The universe is teeming with exoplanets, but we’ve only been able to detect a small fraction of them. We’ve directly imaged just a handful, but you can add two more to the tally today. The European Southern Observatory has captured a pair of exoplanets with the Very Large Telescope array (VLT), marking the first time scientists have gotten a picture of a multi-planet system around a sun-like star.
Astronomers usually spot exoplanets using two different methods. There’s the radial velocity approach, which checks stars for small “wobbles” caused by orbiting planets. Most newer instruments rely on the transit method, which monitors stars for small dips in luminance that indicate a planet has passed in front of them. We can learn some basic details about exoplanets from these techniques, but actually seeing an alien world? That’s very rare because planets are so dim compared with the stars they orbit. In this case, scientists were specifically scanning nearby sun-like stars to see if any of them had visible exoplanets.

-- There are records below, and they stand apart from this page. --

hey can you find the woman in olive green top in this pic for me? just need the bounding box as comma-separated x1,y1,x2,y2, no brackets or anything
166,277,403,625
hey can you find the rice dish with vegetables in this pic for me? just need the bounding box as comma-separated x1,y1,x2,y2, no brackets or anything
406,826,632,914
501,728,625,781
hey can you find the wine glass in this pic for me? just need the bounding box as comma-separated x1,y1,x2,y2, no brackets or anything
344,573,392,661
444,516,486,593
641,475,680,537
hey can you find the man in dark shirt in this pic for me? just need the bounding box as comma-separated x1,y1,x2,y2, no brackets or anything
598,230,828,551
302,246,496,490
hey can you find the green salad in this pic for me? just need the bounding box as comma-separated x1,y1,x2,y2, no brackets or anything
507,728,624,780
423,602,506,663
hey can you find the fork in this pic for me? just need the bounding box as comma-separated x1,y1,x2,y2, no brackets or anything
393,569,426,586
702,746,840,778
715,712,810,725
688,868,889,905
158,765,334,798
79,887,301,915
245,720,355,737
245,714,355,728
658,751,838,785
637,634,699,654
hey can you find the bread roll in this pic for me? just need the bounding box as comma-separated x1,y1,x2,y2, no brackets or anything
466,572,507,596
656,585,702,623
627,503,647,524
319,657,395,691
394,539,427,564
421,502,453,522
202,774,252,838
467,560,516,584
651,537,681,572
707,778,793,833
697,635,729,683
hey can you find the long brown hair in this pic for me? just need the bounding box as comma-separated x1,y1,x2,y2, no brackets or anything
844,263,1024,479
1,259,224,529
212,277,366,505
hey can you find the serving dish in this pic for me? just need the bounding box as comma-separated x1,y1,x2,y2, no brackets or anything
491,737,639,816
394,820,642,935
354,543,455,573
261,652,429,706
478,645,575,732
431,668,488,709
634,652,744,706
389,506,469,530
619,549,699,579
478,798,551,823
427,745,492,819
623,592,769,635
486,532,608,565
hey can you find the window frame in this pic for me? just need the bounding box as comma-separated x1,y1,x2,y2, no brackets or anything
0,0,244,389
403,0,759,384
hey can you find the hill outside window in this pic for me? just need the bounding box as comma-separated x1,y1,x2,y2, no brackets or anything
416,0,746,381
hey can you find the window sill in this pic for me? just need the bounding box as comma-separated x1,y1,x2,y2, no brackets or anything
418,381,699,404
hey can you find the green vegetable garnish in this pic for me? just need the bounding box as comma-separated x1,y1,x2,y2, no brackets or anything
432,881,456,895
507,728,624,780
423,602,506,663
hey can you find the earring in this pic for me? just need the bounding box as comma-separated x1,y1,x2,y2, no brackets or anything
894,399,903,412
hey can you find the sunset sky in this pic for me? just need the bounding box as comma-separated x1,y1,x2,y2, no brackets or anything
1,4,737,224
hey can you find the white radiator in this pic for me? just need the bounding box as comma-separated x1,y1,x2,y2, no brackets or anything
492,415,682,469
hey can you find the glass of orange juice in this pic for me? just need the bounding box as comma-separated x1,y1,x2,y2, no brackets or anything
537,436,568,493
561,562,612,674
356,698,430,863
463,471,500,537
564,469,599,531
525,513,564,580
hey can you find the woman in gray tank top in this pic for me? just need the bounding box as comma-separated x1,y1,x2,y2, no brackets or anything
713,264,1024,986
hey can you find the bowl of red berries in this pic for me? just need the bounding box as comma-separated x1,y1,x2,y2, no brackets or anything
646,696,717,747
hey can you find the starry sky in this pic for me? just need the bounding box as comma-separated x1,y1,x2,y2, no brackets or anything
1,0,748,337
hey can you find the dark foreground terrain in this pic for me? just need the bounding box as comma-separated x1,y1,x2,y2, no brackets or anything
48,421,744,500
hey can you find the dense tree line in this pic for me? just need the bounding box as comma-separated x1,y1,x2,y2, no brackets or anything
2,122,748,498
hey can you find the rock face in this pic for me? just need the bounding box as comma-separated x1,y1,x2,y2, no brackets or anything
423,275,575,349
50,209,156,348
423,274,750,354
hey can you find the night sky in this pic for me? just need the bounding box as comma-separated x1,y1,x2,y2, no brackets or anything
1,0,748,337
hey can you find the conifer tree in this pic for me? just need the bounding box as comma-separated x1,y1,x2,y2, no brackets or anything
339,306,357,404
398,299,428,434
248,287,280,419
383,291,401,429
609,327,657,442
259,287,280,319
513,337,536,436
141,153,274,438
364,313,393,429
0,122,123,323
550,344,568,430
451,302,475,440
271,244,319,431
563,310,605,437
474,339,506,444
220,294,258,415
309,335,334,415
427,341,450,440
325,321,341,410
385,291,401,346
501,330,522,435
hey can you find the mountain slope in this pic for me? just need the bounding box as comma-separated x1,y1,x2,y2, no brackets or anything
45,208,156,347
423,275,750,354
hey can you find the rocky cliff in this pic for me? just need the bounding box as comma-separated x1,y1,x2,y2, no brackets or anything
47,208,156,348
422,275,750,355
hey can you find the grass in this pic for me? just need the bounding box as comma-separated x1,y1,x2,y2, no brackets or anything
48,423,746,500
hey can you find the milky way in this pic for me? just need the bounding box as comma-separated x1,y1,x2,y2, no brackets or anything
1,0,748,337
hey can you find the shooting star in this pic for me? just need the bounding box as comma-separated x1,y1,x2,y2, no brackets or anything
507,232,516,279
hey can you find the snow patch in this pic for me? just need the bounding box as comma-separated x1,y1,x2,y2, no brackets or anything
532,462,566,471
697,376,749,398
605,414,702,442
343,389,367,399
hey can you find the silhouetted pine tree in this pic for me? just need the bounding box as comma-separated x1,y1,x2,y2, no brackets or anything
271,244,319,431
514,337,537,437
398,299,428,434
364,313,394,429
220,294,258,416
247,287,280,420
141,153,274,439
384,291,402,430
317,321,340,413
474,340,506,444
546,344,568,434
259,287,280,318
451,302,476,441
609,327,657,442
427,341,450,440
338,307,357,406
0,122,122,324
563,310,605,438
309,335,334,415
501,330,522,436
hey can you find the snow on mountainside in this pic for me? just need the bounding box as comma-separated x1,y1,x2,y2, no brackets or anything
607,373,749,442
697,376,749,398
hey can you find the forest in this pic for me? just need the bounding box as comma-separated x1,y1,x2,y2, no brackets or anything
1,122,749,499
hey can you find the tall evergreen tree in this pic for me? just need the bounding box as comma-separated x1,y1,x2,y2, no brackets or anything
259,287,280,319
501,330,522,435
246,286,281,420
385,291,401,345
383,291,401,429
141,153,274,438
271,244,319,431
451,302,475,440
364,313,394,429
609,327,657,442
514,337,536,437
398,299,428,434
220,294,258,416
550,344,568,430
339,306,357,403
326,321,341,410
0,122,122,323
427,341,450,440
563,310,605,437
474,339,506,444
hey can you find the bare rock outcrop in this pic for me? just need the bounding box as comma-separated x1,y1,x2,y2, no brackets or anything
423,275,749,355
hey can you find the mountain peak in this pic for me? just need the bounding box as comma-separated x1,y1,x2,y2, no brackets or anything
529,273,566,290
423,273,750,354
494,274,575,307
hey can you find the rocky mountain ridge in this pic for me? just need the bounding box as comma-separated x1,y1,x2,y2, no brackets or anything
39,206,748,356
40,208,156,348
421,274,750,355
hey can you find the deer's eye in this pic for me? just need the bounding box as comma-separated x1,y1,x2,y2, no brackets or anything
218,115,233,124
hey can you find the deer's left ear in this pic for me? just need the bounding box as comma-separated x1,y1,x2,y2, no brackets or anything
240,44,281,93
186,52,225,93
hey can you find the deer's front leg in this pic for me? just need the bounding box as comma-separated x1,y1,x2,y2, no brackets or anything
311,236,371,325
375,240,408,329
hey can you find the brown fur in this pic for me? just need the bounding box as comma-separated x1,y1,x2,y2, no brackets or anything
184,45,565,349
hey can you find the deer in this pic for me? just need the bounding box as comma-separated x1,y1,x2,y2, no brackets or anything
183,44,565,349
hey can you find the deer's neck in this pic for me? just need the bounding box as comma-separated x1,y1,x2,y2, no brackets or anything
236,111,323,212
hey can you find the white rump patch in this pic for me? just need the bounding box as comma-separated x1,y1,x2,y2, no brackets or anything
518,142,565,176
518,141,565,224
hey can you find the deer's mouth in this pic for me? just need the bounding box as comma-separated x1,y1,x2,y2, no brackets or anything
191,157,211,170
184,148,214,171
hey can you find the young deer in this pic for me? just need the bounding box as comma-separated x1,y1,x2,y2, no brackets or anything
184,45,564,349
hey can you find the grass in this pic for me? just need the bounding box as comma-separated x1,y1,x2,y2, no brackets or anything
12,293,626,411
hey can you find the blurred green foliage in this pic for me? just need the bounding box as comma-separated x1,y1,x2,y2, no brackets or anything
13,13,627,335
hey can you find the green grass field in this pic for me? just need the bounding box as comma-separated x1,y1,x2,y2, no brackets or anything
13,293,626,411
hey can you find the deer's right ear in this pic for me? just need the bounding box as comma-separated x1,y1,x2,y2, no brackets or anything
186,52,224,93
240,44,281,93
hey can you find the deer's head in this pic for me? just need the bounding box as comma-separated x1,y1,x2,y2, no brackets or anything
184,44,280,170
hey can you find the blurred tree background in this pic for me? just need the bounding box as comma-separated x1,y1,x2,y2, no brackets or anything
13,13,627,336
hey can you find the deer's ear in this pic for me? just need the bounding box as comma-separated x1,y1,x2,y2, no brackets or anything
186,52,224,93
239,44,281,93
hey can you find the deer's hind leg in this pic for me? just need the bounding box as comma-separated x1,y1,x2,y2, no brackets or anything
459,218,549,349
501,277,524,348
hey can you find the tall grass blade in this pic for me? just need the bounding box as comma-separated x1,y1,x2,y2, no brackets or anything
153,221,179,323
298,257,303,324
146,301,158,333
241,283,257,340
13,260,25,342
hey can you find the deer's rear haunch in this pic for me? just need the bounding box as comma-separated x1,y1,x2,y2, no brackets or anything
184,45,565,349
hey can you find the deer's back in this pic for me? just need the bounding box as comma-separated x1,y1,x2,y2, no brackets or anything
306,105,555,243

The VLT is one of the few observatories capable of imaging exoplanets, and even it can only do so under very specific circumstances. The star known as TYC 8998-760-1 is about 300 light-years away, which is practically in our own backyard (on a galactic scale). The two gas giant planets visible in the frame are also easy to spot compared with most exoplanets. The inner planet is 12 times more massive than Jupiter and 160 times farther from TYC 8998-760-1 than Earth is from our sun. The outer planet is 320 times farther out than Earth and has a mass about six times that of Jupiter.
Being so large and far away from the star made these worlds easier to spot, but they’re still extremely faint. The ESO was only able to image them with the help of its Spectro-Polarimetric High-contrast Exoplanet REsearch instrument (SPHERE) instrument. That’s the same tool that revealed the beginnings of a planetary system earlier this year. SPHERE blocks light from the star using a device called a coronagraph, allowing the telescope to focus on the nearby planets.
This star is a very young version of our own sun, a mere 17 million years old. Understanding how this solar system is forming could shed light on our own little corner of the universe. Further observations with the VLT and the upcoming Extremely Large Telescope will help astronomers determine if these planets formed where they are or if they migrated out. There may also be lower-mass planets in this solar system we cannot currently detect — maybe even some primordial Earth-like planets.